Poker Chick invites readers to "pay it forward".

Paying it Forward

Since so many of you are online, PC is guessing you're doing some shopping online too. So if you are engaging in some unavoidable holiday consumerism, please to consider using this link.

This is a portal her friend Miranda set up. Well, she didn't create the site, but you get the point.
You go to a vendor you were going to anyway, get a few points towards your next purchase on a participating site, and she builds her network too, which then enables her to give goodies to her extra special clients....

You see where this is going. Check it out, peeps.

Breaking News: A real world sample

A sample of the top stories from today's news alone:

1. Cars are not selling well this holiday season. Duh.
2. Lebanon could be in the Guinness book of World records of a giant potato. Well, that's one way to get there.
3. The Irish have bad pork. Mental note: no more traif.
4. "Man vs. Wild" host injured in Antarctica. Great. Thanks for the 2009 season spoiler, news people!
5. Laid-off workers seek pay. No kidding.
6. Amy Poehler is back doing news at SNL after just a few weeks. Really?

What happened to, like, real news?

Breaking News!!!!

Poker chick has officially had writer's block for over a week now.

Writer's Block

Poker Chick has nothing to write about.

She's suffering from an attack of inspiration, energy, confidence, whatever.

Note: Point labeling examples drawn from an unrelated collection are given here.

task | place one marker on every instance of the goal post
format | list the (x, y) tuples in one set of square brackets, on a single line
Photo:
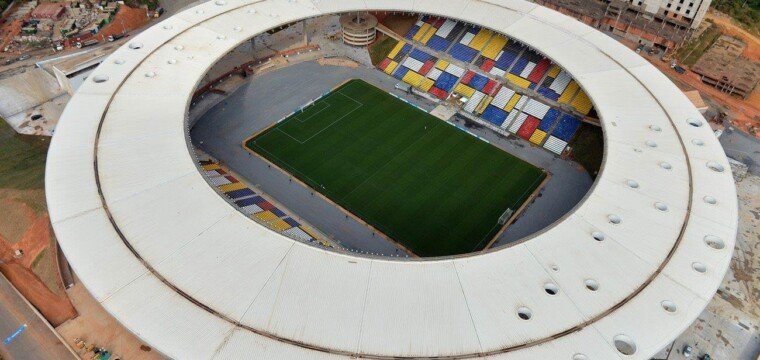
[(505, 216)]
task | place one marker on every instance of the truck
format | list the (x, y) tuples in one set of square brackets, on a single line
[(112, 38), (86, 43)]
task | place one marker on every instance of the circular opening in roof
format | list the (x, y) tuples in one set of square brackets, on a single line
[(100, 78), (694, 122), (551, 288), (714, 242), (624, 344), (714, 166), (524, 313), (668, 306), (591, 284)]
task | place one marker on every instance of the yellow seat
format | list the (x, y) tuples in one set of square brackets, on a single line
[(518, 81), (232, 187), (483, 104), (554, 71), (428, 35), (512, 102), (391, 66), (538, 137), (480, 40), (582, 103), (421, 32), (464, 90), (396, 49), (412, 78), (426, 84)]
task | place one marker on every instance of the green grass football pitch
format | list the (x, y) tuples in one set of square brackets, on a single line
[(424, 183)]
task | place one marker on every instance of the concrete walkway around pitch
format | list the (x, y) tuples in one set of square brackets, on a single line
[(272, 96)]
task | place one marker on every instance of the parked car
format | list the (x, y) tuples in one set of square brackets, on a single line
[(687, 350)]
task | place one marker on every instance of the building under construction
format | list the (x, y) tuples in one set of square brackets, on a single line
[(632, 20), (723, 66)]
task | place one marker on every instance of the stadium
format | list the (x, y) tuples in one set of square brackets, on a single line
[(402, 235)]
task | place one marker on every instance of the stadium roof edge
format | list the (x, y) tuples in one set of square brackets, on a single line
[(192, 277)]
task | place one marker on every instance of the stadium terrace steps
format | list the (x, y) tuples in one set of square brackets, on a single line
[(255, 205), (498, 56)]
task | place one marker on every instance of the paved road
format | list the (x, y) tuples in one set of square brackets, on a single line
[(272, 96), (743, 147), (37, 341)]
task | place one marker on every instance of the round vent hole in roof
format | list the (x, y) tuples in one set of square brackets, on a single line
[(624, 344), (551, 288), (524, 313), (591, 284), (668, 306), (714, 242)]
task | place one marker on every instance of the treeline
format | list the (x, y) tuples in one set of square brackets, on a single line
[(746, 12)]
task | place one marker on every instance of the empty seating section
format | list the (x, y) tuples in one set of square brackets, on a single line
[(486, 97), (463, 51), (555, 145), (566, 127), (528, 127), (569, 92), (256, 206), (494, 47)]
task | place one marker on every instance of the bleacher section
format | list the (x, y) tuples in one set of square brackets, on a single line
[(494, 59), (255, 205)]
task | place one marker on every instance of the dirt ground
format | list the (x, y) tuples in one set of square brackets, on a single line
[(126, 19), (25, 226), (400, 24), (744, 114), (95, 326), (729, 27)]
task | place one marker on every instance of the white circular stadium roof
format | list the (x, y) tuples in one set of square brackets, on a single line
[(625, 272)]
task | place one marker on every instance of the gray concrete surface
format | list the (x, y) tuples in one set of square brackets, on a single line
[(37, 342), (743, 147), (272, 96)]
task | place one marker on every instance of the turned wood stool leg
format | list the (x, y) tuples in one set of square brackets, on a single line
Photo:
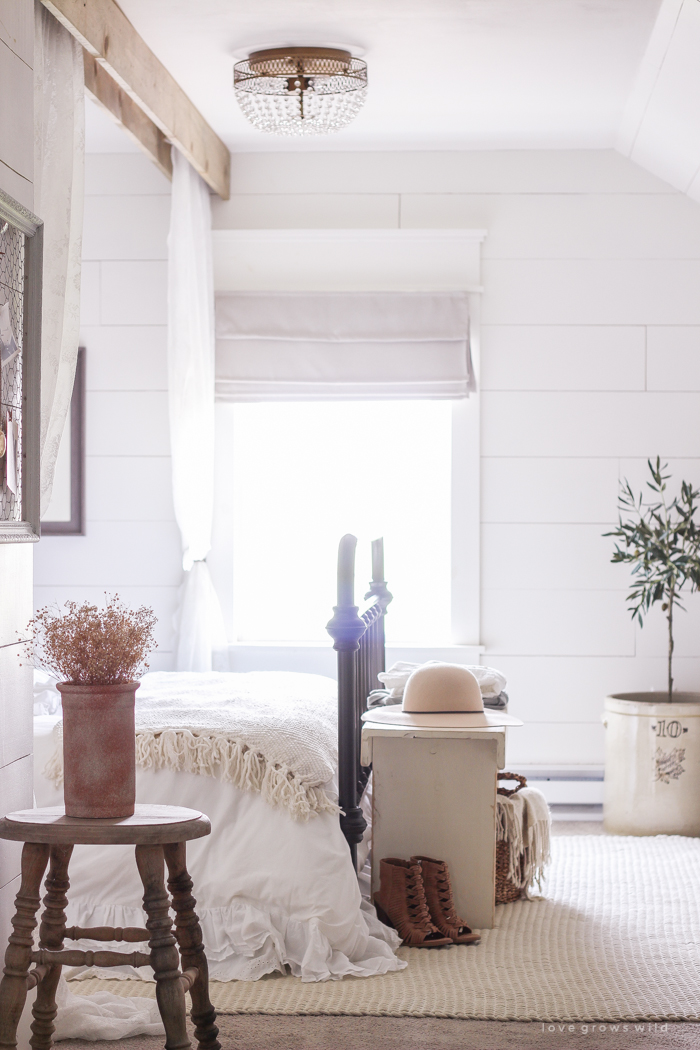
[(18, 956), (188, 932), (165, 959), (50, 936)]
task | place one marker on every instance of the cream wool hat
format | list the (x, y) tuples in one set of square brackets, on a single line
[(442, 696)]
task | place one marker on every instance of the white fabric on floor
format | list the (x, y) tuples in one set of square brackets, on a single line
[(191, 410), (272, 891), (617, 939), (59, 159), (103, 1015)]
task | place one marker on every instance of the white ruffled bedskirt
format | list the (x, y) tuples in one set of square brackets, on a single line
[(273, 893)]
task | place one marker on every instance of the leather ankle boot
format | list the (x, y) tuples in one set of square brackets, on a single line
[(401, 903), (441, 902)]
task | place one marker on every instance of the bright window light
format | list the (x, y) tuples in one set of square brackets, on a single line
[(306, 473)]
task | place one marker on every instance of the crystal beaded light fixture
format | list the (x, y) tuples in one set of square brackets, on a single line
[(300, 90)]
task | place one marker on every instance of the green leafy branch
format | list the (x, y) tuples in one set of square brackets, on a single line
[(660, 541)]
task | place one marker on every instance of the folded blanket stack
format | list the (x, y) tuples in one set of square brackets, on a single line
[(492, 685)]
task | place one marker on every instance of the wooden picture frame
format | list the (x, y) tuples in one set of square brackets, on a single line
[(76, 524)]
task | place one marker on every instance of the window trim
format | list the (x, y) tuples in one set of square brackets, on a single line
[(414, 253)]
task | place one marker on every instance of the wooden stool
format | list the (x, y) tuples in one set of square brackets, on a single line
[(160, 834)]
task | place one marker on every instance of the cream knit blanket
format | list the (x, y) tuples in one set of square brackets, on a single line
[(269, 732), (524, 821)]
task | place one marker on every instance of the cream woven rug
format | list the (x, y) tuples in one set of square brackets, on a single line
[(617, 938)]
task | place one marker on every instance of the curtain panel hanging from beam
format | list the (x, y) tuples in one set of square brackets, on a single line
[(331, 345)]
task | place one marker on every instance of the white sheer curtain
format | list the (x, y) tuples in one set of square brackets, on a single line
[(59, 188), (191, 406)]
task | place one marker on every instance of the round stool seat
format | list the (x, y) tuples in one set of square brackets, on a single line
[(149, 825), (176, 956)]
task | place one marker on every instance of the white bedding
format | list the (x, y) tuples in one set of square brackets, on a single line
[(272, 891), (275, 732)]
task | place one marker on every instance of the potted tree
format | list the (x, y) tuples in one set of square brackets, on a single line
[(653, 739), (97, 655)]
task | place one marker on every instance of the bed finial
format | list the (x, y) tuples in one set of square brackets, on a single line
[(378, 586), (378, 560), (346, 570)]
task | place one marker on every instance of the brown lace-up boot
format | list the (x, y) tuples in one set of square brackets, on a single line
[(441, 902), (401, 903)]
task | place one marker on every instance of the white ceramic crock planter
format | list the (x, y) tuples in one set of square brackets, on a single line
[(652, 764)]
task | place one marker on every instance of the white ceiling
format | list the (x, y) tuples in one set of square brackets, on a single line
[(443, 74)]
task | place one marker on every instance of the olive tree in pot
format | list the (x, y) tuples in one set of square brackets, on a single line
[(97, 654), (653, 738)]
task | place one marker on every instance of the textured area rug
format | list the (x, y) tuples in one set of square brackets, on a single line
[(615, 938)]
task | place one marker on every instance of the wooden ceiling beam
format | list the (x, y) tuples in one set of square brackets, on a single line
[(106, 34), (125, 111)]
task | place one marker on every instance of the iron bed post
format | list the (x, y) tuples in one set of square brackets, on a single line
[(346, 628)]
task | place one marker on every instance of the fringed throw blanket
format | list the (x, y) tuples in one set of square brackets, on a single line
[(269, 732), (524, 822)]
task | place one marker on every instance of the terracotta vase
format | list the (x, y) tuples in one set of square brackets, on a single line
[(99, 750)]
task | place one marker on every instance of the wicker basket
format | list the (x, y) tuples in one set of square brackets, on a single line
[(506, 889)]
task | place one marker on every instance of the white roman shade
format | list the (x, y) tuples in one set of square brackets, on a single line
[(326, 345)]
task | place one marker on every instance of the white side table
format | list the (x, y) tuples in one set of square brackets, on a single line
[(433, 794)]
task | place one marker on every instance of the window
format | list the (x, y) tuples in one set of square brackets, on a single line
[(302, 474)]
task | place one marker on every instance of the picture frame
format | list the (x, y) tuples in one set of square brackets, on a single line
[(75, 477)]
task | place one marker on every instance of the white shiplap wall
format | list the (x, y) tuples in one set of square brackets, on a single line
[(590, 363), (16, 179), (131, 546)]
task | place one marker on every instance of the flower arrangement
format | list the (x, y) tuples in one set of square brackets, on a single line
[(88, 646)]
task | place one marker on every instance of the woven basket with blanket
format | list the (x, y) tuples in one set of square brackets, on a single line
[(523, 836)]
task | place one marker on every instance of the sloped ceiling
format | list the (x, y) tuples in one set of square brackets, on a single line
[(443, 74), (660, 128), (461, 74)]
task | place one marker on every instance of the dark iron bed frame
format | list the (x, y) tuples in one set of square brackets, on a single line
[(358, 637)]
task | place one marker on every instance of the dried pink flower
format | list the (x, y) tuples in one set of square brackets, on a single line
[(88, 646)]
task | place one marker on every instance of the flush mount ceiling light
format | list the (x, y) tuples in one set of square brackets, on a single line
[(300, 90)]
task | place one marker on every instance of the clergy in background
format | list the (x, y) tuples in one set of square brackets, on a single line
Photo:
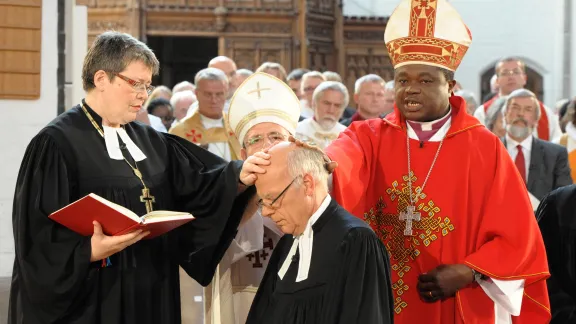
[(205, 127), (440, 190), (263, 111), (557, 222), (328, 103), (62, 277), (330, 267)]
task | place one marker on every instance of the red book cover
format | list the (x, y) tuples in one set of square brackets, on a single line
[(115, 219)]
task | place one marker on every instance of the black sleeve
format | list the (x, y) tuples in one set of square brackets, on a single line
[(561, 281), (207, 187), (52, 262), (363, 289)]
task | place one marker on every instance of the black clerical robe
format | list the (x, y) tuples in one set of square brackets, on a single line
[(53, 279), (348, 281), (557, 220)]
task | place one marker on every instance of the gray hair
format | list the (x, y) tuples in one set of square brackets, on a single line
[(467, 95), (304, 160), (112, 52), (373, 78), (244, 72), (182, 95), (332, 76), (312, 74), (522, 93), (331, 85), (494, 111), (212, 74), (389, 85), (182, 86)]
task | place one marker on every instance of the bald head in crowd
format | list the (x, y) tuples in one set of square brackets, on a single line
[(228, 66)]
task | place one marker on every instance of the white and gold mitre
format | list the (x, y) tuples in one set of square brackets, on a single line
[(429, 32), (263, 98)]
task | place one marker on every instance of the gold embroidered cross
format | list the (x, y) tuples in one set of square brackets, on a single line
[(258, 90)]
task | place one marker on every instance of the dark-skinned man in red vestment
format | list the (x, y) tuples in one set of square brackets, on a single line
[(440, 190)]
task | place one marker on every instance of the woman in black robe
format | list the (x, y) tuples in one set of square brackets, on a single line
[(54, 280), (557, 220)]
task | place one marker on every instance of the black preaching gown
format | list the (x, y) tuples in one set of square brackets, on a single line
[(53, 280), (557, 220), (348, 281)]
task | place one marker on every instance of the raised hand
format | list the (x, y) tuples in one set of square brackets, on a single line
[(444, 281), (253, 166), (104, 246)]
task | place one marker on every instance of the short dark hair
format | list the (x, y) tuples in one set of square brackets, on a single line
[(296, 74), (112, 52), (157, 103)]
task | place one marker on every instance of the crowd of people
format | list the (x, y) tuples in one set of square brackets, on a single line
[(404, 201)]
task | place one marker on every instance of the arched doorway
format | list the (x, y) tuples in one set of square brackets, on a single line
[(535, 82)]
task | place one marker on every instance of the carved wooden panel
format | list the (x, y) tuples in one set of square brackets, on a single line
[(249, 53), (20, 48)]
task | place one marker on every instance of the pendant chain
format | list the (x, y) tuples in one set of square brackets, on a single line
[(409, 168), (146, 197)]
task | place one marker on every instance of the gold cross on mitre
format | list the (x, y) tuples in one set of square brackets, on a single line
[(258, 90)]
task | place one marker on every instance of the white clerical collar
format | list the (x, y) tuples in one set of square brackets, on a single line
[(440, 134), (304, 243), (113, 145), (211, 123)]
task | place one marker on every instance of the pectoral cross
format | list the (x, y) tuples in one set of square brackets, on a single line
[(258, 90), (147, 199), (409, 215)]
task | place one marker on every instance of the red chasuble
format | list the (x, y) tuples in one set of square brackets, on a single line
[(474, 210)]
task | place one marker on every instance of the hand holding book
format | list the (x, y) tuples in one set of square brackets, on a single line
[(104, 246)]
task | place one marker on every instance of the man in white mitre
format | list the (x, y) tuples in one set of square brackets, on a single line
[(263, 111), (329, 100)]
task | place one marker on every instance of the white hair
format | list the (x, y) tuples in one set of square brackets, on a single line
[(182, 95), (303, 161), (212, 74), (244, 72), (367, 78), (522, 93), (331, 85), (181, 86)]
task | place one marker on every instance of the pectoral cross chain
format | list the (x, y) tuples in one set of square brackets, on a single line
[(409, 215)]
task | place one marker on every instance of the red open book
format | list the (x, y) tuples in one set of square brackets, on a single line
[(115, 219)]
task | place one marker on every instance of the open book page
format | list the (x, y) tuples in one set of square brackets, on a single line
[(164, 216), (117, 207)]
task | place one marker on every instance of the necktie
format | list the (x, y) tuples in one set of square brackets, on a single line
[(521, 163)]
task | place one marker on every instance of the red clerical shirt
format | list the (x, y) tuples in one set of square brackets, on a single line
[(474, 210)]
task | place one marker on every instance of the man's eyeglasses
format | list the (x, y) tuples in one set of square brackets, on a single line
[(259, 140), (261, 202), (510, 72), (138, 86)]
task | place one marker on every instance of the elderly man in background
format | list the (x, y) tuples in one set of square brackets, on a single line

Everything she considers writing about lately seems pitiful and she's left with no ideas.

She could write about the "breaking news alert" she received that we've been in a recession since 2007. She could do a whole blog about how f*cked up it is that the authorities couldn't figure that one out before we'd already passed the mark for longest one on record since who knows when - and pontificate about what consititutes "Breaking news".

She could talk about the plight of the working mom, and ask for help deciding between a business trip and parent-teacher conferences, not to mention how to deal with snarky and judgemental stay-at-home moms who make things unnecessarily harder (not all of them, just a select precious bunch).

She could talk about complete exhaustion, the kind that happens when you're running a fever, your husband's been out of town for four days, and the mini is up coughing at night so much so that you and the pediatrician decide you must give her an inhaler for the first time.

She could lament about what to do with two weeks off in December, stay at home, go to Vegas, go to LA, do something else, etc, etc. The problems of a New York Ad Girl, indeed.

She could b*tch about the ridiculous expense, chaos and politics that is planning a winter birthday party in New York.

She could whine about the realization that despite many years and good medicine, farm animals still render her nose, eyes and mouth useless in an instant.

She could vent about the food thing, and how exhausting it is to always decline cake, call for pizza ingredients, say no to birthday parties with make your own food, want to scream when the mini is left out of social ocassions/food just because a parent didn't take a minute to be more inclusive. She could tell you about the mini's sad plea at a birthday party ("now can I have my cupcake"?) that is so loud it stops everyone in the room in their tracks and you have to endure horrible looks of pity.

She could talk about the fact that it was a "good" weekend when we only had two time-outs each day and how especially proud she was of mini who not only did a mitzvah by helping her sort and organize books at the synagogue, but also called to her classmate when she came in "Hi, E! Come and play with me and my new friends" (code: kids she just met). The same week, mini had asked Poker Chick to actually stop giving her so much mac and cheese so that there would be enough left to share with her friends. Today she also petted an iguana (technically some kind of "dragon" species) a second time to show a scared classmate that it was friendly and gentle. She could look at these moments and begin to think that maybe she is actually doing something right after all.

Yes, Poker Chick could tell you all this. But none of this will be interesting to you peeps.

So for now, we'll just whine. Being sick sucks, it's freezing outside, and PC is exhausted. Yes, we know. Call a f*cking "waambulance". Will do. In the meantime, can you peeps think of what the hell else you might actually want to read?